The taxation system overall should do something in response to these forms of economic fortune. This is achieved by taxing the more economically fortunate (or the things from which the more economically fortunate will gain an income) at a higher rate and subsidising or supporting the less economically fortunate in so far as this is possible. 

This is complicated by the fact that taxes have economic effects, which can undermine redistribution. If tax policies undermine economic prosperity then pretty much everyone loses out. The incidence of taxes and the economic effects of the tax system therefore have to be carefully considered. Even if we deny that economic efficiency is itself the primary aim of taxation,[1] economic analysis is still very important.

Taxes are needed to provide revenue to the state. These enable the state to function, but also provide funds for redistributive purposes. Unfortunately, it is not always easy to anticipate the consequences of taxation, and therefore consideration of the economic consequences of policies are of paramount importance.





[1] A common approach to taxation by economists in recent years is to assume that taxation should produce minimal economic distortion. For example, see the Mirrlees Review. However, there is no value to the free-market outcome that means its outcome should be preserved for its own sake. The strange hybrid between libertarianism (against state intervention) and utilitarianism is highly regrettable: both are discredited approaches to distributive justice.

2 comments:

Physiocrat said...

Surely the primary purpose of taxation should be to pay the expenses of government? One then needs to define the duties of government, from which the duties of the citizen arise reciprocally.

I hope you will discuss this in future postings. Both the libertarians and the successors to the socialists seem to have ideas on the subject which need to be challenged. Does government need to run, for example, a national monopoly chain of stores selling an astonishing range of alcoholic beverages?

benj said...

We have taxation to ensure a fair distribution of the factors of production.
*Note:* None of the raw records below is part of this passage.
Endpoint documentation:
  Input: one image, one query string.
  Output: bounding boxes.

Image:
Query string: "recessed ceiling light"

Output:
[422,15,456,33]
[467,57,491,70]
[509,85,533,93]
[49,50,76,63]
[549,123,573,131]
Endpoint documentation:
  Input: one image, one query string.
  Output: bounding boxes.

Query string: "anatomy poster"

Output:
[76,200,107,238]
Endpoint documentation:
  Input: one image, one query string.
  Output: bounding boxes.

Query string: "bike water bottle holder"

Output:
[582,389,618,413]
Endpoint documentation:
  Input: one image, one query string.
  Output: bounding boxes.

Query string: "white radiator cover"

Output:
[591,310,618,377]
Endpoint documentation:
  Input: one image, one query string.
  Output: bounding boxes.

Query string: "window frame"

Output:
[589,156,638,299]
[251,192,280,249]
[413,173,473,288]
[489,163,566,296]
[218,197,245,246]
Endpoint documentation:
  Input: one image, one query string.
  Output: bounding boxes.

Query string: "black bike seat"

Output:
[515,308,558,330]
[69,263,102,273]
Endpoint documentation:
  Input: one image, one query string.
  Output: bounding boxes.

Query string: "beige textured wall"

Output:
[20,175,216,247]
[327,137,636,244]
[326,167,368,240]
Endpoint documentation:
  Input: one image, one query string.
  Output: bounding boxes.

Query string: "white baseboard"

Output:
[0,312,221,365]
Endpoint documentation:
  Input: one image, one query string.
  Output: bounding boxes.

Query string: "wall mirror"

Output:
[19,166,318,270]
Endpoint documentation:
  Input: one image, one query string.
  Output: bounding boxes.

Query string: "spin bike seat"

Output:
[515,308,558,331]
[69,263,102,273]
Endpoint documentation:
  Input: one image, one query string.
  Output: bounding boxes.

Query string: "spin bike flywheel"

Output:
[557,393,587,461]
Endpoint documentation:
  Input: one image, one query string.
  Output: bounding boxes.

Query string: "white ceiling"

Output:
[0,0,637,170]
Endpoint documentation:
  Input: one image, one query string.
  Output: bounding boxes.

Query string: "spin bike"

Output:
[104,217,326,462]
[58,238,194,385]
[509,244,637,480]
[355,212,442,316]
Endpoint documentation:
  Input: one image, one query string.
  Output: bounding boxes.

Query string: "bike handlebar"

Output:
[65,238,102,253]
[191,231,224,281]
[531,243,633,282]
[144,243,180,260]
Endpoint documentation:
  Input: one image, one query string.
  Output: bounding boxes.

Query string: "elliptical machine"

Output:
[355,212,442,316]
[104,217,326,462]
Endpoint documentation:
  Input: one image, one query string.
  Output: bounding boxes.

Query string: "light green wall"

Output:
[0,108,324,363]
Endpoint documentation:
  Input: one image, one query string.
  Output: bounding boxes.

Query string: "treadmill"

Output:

If there was fair distribution, and the State needed to raise revenues, a Poll Tax would be the only morally/economically justifiable way of do so.

Unless the value derived from natural resources is equally shared, we will have excessive inequality and economic dysfunction.

Taxing output and re-distributive spending is an inefficient, costly, and ineffective way of going about addressing this unequal distribution of Land values.

It suits both the Conservative who seek to protect privilege and inequality, and the Socialists as it inevitably leads to a large and overweening State.

The Socialists and Tories basically agree on maintaining the status quo. Those who advocate an end to neo-feudalism, often mistaken for Capitalism, are a tiny, tiny minority.